Het is belangrijk dat een aangesloten regelsignaal tussen de klemmen 5 & 6, op de regelprint refereert aan
aarde – hiervoor sluit u klem 5 of 6 aan op klem 7, afhankelijk van welke van deze twee refereert aan aarde.
NB wanneer het regelsignaal ook bij de regelaar verbonden is met aarde dan is het belangrijk dat
bij de Vapac unit hetzelfde `been` op aarde wordt aangesloten. Wordt het verkeerde `been`
aangesloten op aarde dan veroorzaakt dit schade aan de regelaar en/of de Vapac regelprint.

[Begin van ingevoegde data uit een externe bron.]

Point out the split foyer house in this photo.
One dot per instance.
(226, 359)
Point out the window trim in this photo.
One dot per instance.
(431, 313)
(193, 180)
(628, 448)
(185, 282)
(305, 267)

Onderhoudswerkzaamheden mogen uitsluitend uitgevoerd worden door een ervaren elektrotechnische
monteur.
De bevochtiger bevat heet water en dit moet afgetapt worden, voordat er aan het stoomgedeelte
onderhoudswerkzaamheden uitgevoerd mogen worden. Dit dient uitgevoerd te worden, voordat de
elektrische voeding uitgeschakeld wordt en voordat het voorpaneel verwijderd wordt.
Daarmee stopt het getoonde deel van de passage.